There’s one question everyone should always ask themselves: who needs me? Anyone who answers “Nobody” is in great danger. Because, in the end, we are only defended, supported and protected by those who, for rational or emotional reasons, have an interest in doing so, i.e. by those who need us. And we’re not defended when we can’t put forward reasons for being defended, and when we can’t threaten the other with reprisals by depriving him of what he would need from us in return.
The need can be material or emotional: we need bread, protection, as well as love and gratitude. This is the case even in the most apparently altruistic situations, such as the relationship between parents and children: parents look after their children because they see an emotional or material benefit in it. And children only find support from their parents when they demonstrate that they are useful to them.
A social situation is therefore only balanced if each needs the other. So a person, a family, a company, a nation, who needs no one is in great danger.
A person, or a family, that has not taken care of its ascendants and descendants, is threatened. A company that no one really needs is already dead. A nation is only powerful if others need it, and therefore have an interest in protecting it.

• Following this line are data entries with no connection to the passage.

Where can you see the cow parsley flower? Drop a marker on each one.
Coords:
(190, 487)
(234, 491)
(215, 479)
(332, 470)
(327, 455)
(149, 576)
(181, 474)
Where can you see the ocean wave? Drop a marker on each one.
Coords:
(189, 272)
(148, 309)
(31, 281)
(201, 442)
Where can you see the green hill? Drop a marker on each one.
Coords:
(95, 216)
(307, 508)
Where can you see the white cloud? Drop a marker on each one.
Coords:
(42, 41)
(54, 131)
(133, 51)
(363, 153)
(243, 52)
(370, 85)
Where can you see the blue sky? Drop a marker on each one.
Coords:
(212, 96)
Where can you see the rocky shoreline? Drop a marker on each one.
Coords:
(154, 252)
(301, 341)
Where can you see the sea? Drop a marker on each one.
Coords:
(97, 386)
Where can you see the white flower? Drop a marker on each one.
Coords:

We Europeans face this question today in a crucial way: who needs us?
In the East, Russia and China are threatening to invade or vassalize us, while we are still too dependent on them for many raw materials; in the South, waves of climatic and economic migrants are on the horizon. In the West, the United States is threatening to withdraw from NATO, to bar many European companies from their markets, to occupy Greenland, to inundate us with fake news, to impose governments at their command.
More generally, Europe needs the world, while the world thinks it no longer needs Europe, that none of its products are irreplaceable, that none of its armies are useful, that none of its media, ideas or values are necessary.
We will only be able to counter these threats if we are able to show others that they need us too.
In particular, while it is clear that Europeans need the United States for their defense, and for many other things, this is no longer the case in the opposite direction. For a long time, the United States needed Europe to defend its democratic and liberal model, to sell it arms, agricultural products and much more. Today, the European market is an almost insignificant fraction of the world market, Europe’s geopolitical position is no longer an argument to curb American imperial ambitions, and American values drift light-years away from European ideals.
We won’t be able to refuse any American, Russian or Chinese demands if we are unambiguously dependent on them. As long as we are dependent on American armaments and Chinese rare earths, without them being dependent on us for anything other than perfectly substitutable goods, Europe is heading for disaster; in particular, it will have to give in to every American whim, which will impose governments in their boots.
The necessary strategy is therefore clear: if Europe wants to regain its freedom, it must once again become necessary to the world. And depend less on it. In particular, it must depend less on its main ally, and be more useful to it, if it is not to become a colony. Protect our democracies against attempts to destabilize our societies. Build a European defense industry. To become irreplaceable in certain sectors of high technology, the environment and other dimensions of the life economy. This is the key to our survival. It’s more than urgent.